What is a Feed?
Feeds are everywhere: the Facebook news feed, the Instagram or Threads home feeds, the GitHub homepage feed, the Amazon home feed, the Twitter/X home timeline, the LinkedIn home feed, the Medium For you feed.
These feeds are core constructs within social or content platforms, and are complex aggregations of user or partner-generated content, events and relationships between actors (human or otherwise). They are conceptual derivatives of web feeds. Feeds generally try and balance several objectives, which often exist in tension:
- Keep viewers informed about, or entertained with, recent content updates from followed accounts or concepts
- Expand viewers’ exposure to relevant, interesting content from outside of their directly-followed set of content producers
- Incentivize viewers’ engagement with the various elements in the feed, including native ad formats, new products, and other things
I’m going to describe at a high level how feeds work and some of their characteristics.
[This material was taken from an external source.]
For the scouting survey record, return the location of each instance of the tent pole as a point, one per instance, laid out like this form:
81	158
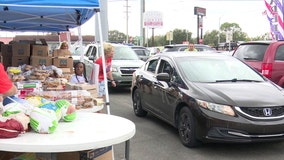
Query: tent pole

This post will focus on high-level product and technical concepts, and leave design specifics for another time.
But first, a technical definition:
A feed is a flattened, scrollable view of a personalized subset of a content platform’s data graph
That’s a mouthful, so I’ll break this down below.
Data Graph
Content platforms operate on enormous amounts of data. The products tend to be built on structured data, often called entities, which may have records counting in the billions, trillions, or more.
Many of these entity types are familiar to users; they are often visible in various product experiences and can be created or interacted with, from posts
to friends
, messages
to hashtags
.
It’s useful to think about these entities as nodes in a graph, regardless of whether they are actually stored and managed that way. The edges between the nodes in this conceptual graph represent a relationship between the various entity types and records; for example
Post(ID) -[links to]-> Article(ID)
Article(ID) -[linked by]-> Post(ID)
Post(ID) -[created by]-> User(ID)
User(ID) -[created]-> Post(ID)
User(ID) -[likes]-> Post(ID)
Post(ID) -[liked by]-> User(ID)
User(ID) -[interested in (0.7)]-> Topic(ID)
Topic(ID) -[interest from (>= 0.7)]-> UserId([IDs])
Edge types usually have a bidirectional conceptual relationship, though in practice the graph traversal through the underlying systems may be organized primarily for queries in one direction or the other. It depends on the nature of the relationship between the entities and how the platform uses them. For example, the bidirectional queries of
User(ID) -[membership in]-> Group([IDs])
Group(ID) -[members]-> User([IDs])
may be common and probably have read-optimized query paths in both directions, while the queries
Post(ID) -[contains]-> Hashtag([IDs])
Hashtag(ID) -[contained within]-> Post([IDs])
are not 1:1 in terms of complexity, and are probably not served by the same query paths. The second query is considerably more expensive and probably requires specialized infrastructure, like an inverted index. The number of hashtags in a post may be on the order of 10; the number of posts associated with a given hashtag may be on the order of millions.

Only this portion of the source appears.